Os norte-americanos têm plena consciência de que o controle de Taiwan deixou de
ser apenas uma disputa territorial chinesa, e passou a ser uma condição essencial para
que a China tenha acesso soberano ao Pacífico e ao Mar da Índia. E os EUA também
sabem que os chineses podem ocupar e vencer Taiwan em poucos dias ou semanas,
mesmo com a intervenção americana. Ao mesmo tempo, sabem que sua derrota na batalha
em torno da ilha afetaria seu poder naval no sul do Pacífico, e sua credibilidade frente a
seus aliados regionais e em todo o mundo. Por outro lado, os chineses têm plena
consciência de que sua vitória militar não encerraria o problema de sua “província rebelde”,
e que depois de sua vitória sobre Taiwan, a ilha poderia se tornar cenário de uma guerra
de guerrilha sem fim, financiada pelos americanos e seus aliados regionais, como
aconteceu de forma invertida com os EUA na guerra do Vietnã, nos anos 1960-70.

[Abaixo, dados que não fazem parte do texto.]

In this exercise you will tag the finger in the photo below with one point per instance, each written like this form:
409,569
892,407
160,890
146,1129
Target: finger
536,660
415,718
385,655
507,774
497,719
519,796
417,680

Por isso, se estivéssemos frente a uma partida de xadrez, poderíamos dizer que os
chineses estão com as “pedras brancas” e são eles que deverão abrir o jogo e mover suas peças em primeiro lugar. Mas os norte-americanos possuem a “vantagem da defesa”4 e só
moverão suas “pedras pretas” depois dos chineses. Se a China atacar Taiwan, teremos
uma ordem mundial; mas senão o fizer, teremos uma outra “ordem” inteiramente diferente,
e o mesmo aconteceria caso os norte-americanos ultrapassassem a “linha vermelha”
definida pelos chineses. Nesse contexto, quem “piscar primeiro” ou cometer um “erro de
cálculo” poderá enfrentar consequências catastróficas. Por isso, o mais provável no curto
prazo é que Taiwan se transforme no foco central e conflito permanente (como Berlim, no
início da Guerra Fria), a partir de onde irão nascendo e se definindo os “protocolos básicos”
da nova “ordem internacional”.

Se isso ocorrer, há que se manter a cabeça fria, porque talvez o mundo possa estar
chegando, por este caminho, ao seu “novo normal”, diferente do que se poderia pensar à
primeira vista, porque em última instância, como já dissemos em outro artigo, “o que
estabiliza a ordem hierárquica deste sistema interestatal – sempre de forma transitória –
não é a existência de um líder ou ‘hegemon’, é a existência de um conflito central, e de uma
guerra virtual entre as “grandes potências”. Uma espécie de ponto de referência para o
cálculo estratégico de todos os demais Estados, que atua também como um freio ao arbítrio
unilateral dos mais poderosos. Como ocorreu com a disputa entre o Império Habsburgo e
a França, no século XVI; ou com a disputa entre a França e a Grã-Bretanha nos séculos
XVIII e XIX; ou mais recentemente, com a disputa entre os EUA e a União Soviética, depois
da Segunda Guerra Mundial”

A grande diferença, em relação à Guerra Fria, é que agora são duas grandes
civilizações que estão lutando, mas ainda assim, estão lutando com as mesmas armas,
pela mesma riqueza capitalista e pelo mesmo poder global.